THE RIGHT TOOLS: North Kingstown-based Hexagon Metrology Inc. has implemented a new employee-education program designed to achieve greater workforce flexibility through cross-training. Pictured above are Hexagon Metrology employees Steve Webster and Mariano Martins.
PBN PHOTO/TRACY JENKINS
By Michael J. DeCicco
Most employers would agree that a flexible and educated workforce is essential for world-class performance. Hexagon Metrology Inc., based at Quonset Business Park in North Kingstown, adds that this goal is not easy to achieve.
Nonetheless, Hexagon Metrology implemented a comprehensive training program last year that has led to better performance, morale and customer service.
The company manufactures automated machinery and software for dimensional quality control of manufacturing processes. Its products are used by other manufacturers to improve the quality of the things that they make, from aircraft to automobiles. The company, a division of Sweden’s Hexagon AB, has 600 employees in the United States.
One goal of the new training program was to achieve greater workforce flexibility through cross-training. The training system was incorporated into job grades to help create a career path and promotions for employees, and individual trainings were coordinated for the factory as a whole.
The company considers its employees a crucial resource, said Steve Ilmrud, vice president of manufacturing. “We spend a lot of time training employees on different jobs,” he said. “It allows the worker to be more adaptable. It gives the employee additional skills. It makes them more marketable, helps them advance their careers.
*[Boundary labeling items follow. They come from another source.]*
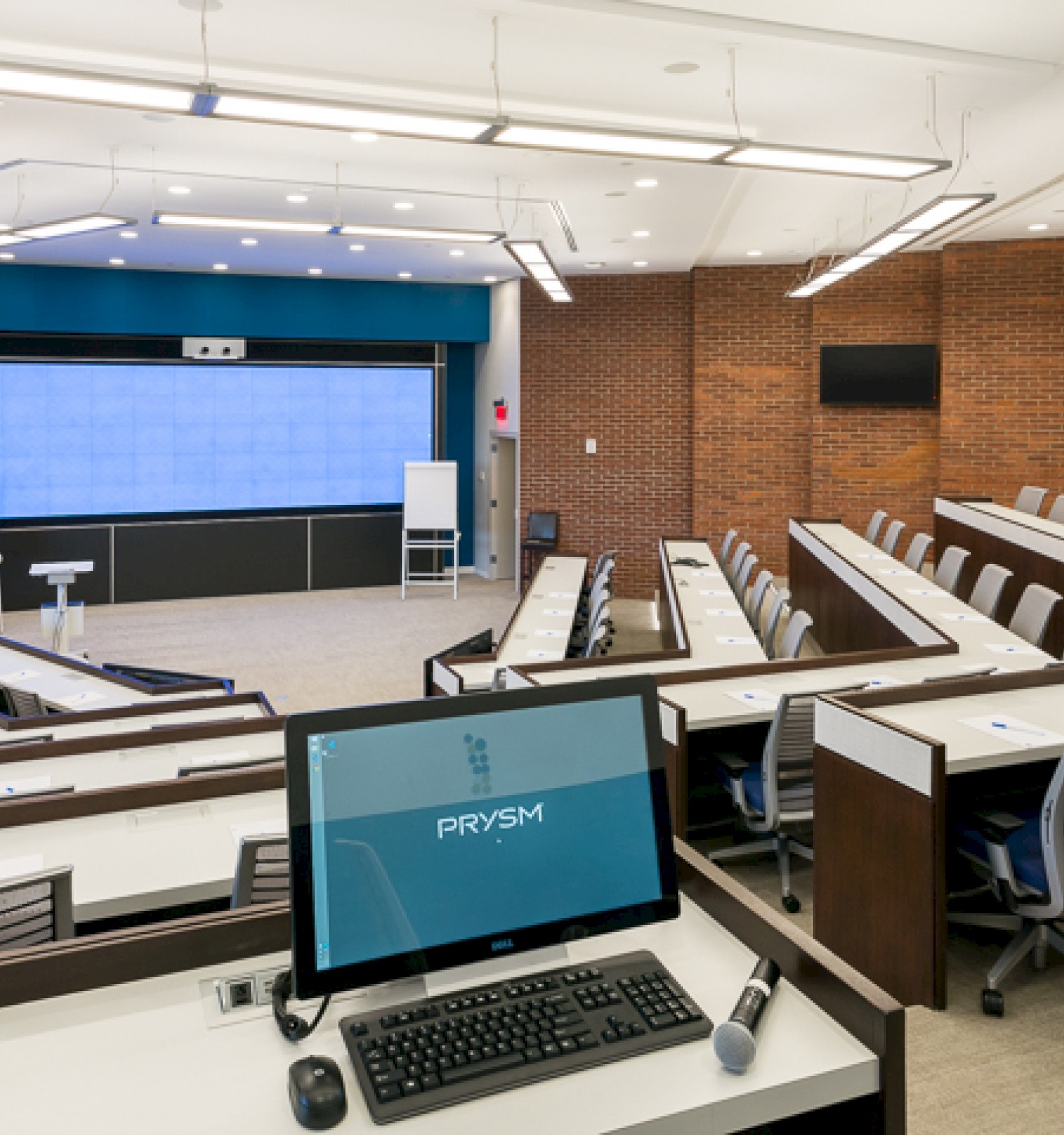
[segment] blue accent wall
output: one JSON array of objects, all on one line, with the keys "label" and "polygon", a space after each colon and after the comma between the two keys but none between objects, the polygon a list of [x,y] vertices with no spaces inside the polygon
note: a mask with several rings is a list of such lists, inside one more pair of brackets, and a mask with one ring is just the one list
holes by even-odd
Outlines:
[{"label": "blue accent wall", "polygon": [[0,268],[0,330],[487,343],[490,288],[113,268]]}]

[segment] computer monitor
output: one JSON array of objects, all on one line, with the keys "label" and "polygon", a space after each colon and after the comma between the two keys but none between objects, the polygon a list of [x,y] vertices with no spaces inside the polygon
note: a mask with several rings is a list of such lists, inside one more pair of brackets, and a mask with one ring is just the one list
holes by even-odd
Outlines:
[{"label": "computer monitor", "polygon": [[285,749],[297,997],[679,913],[649,676],[296,714]]}]

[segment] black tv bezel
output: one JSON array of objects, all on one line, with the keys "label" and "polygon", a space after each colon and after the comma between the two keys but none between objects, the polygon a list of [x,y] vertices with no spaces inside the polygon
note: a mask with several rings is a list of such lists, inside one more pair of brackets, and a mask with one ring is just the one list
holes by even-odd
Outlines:
[{"label": "black tv bezel", "polygon": [[[590,911],[581,918],[567,918],[509,930],[500,928],[496,933],[482,938],[390,955],[331,969],[320,970],[318,968],[315,964],[316,936],[314,933],[307,770],[307,738],[311,734],[631,697],[639,697],[642,703],[647,766],[661,885],[660,899],[613,910]],[[382,982],[414,977],[471,962],[500,957],[510,958],[529,950],[666,922],[679,916],[657,686],[649,675],[294,714],[285,722],[285,767],[292,861],[292,972],[294,992],[298,998],[326,997],[330,993],[364,989]],[[513,948],[500,953],[498,942],[506,939],[513,942]],[[492,949],[492,943],[496,945],[495,949]]]},{"label": "black tv bezel", "polygon": [[[881,401],[881,400],[850,400],[839,401],[837,398],[826,400],[824,396],[824,352],[835,350],[847,350],[850,347],[931,347],[935,351],[935,373],[932,378],[932,393],[930,401]],[[937,410],[941,395],[941,348],[938,343],[821,343],[820,358],[818,360],[818,395],[821,406],[879,406],[887,410]]]}]

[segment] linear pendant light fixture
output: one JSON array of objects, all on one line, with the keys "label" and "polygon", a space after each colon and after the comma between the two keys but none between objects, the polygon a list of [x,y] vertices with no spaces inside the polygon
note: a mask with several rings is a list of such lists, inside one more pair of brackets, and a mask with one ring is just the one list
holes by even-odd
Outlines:
[{"label": "linear pendant light fixture", "polygon": [[434,138],[481,145],[522,146],[572,153],[611,154],[701,165],[745,166],[811,174],[839,174],[911,180],[948,169],[951,162],[932,158],[818,150],[770,145],[735,138],[643,133],[600,126],[442,115],[343,102],[318,102],[253,92],[219,90],[213,84],[181,89],[178,84],[136,82],[75,72],[0,66],[0,94],[28,95],[132,107],[146,110],[225,118],[231,121],[272,123],[323,129],[372,132],[400,137]]},{"label": "linear pendant light fixture", "polygon": [[503,247],[517,261],[554,303],[572,303],[573,296],[555,268],[542,241],[504,241]]},{"label": "linear pendant light fixture", "polygon": [[973,212],[976,209],[981,209],[989,204],[994,197],[993,193],[966,193],[935,197],[934,201],[929,201],[914,213],[910,213],[904,220],[872,237],[856,252],[829,264],[819,276],[792,288],[787,293],[787,299],[804,300],[816,295],[853,272],[873,264],[877,260],[889,257],[892,252],[897,252],[898,249],[904,249],[905,245],[912,244],[914,241],[921,241],[936,229],[945,228],[957,218]]}]

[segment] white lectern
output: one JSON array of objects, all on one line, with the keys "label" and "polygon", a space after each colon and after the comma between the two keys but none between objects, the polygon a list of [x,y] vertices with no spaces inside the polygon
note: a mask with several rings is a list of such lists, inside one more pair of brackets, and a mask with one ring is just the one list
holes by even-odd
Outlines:
[{"label": "white lectern", "polygon": [[[70,560],[56,564],[31,564],[31,575],[45,575],[51,587],[56,588],[56,622],[52,627],[52,649],[57,654],[68,654],[70,650],[70,620],[68,617],[67,588],[77,582],[78,575],[91,572],[91,560]],[[41,608],[41,621],[47,624],[45,608]],[[84,617],[84,616],[83,616]],[[81,633],[81,629],[77,633]]]}]

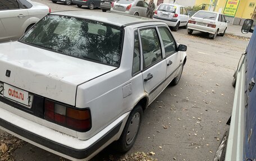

It’s a very, very important aspect of having a more flexible, responsible workforce, all while increasing morale.”
Ilmrud added, “The whole idea is to build a whole career for them within the company,” he said.
He described a process that focuses on ensuring that every employee is in harmony as far as the company’s objectives and goals are concerned. Departmental goals and objectives and individual workers’ responsibilities are communicated through regular departmental and companywide meetings.
“From the highest levels of management on down,” Ilmrud said, “the development of clear goals and objectives and the communication of those goals throughout the organization are critical. High-level goals and objectives are flowed down into department goals, then to individual responsibilities for each and every employee. It’s only through this ongoing communication that we make sure we reach our objectives.”
This communication from management to plant workers conveys six strategic imperatives that CEO Angus Taylor calls the company’s core values. The company values Taylor listed: professional, engaged, customer-focused, entrepreneurial, innovative and profit-driven. “When we look at our management objectives, those values are key,” he added.
Taylor said a major goal is developing all employees and hiring high-potential newcomers in order to reach the ultimate goal of providing the best products and solutions in its class. The advantages of this approach are self-evident, since a well-trained, efficient manufacturing staff improves the quality and quantity of what it produces.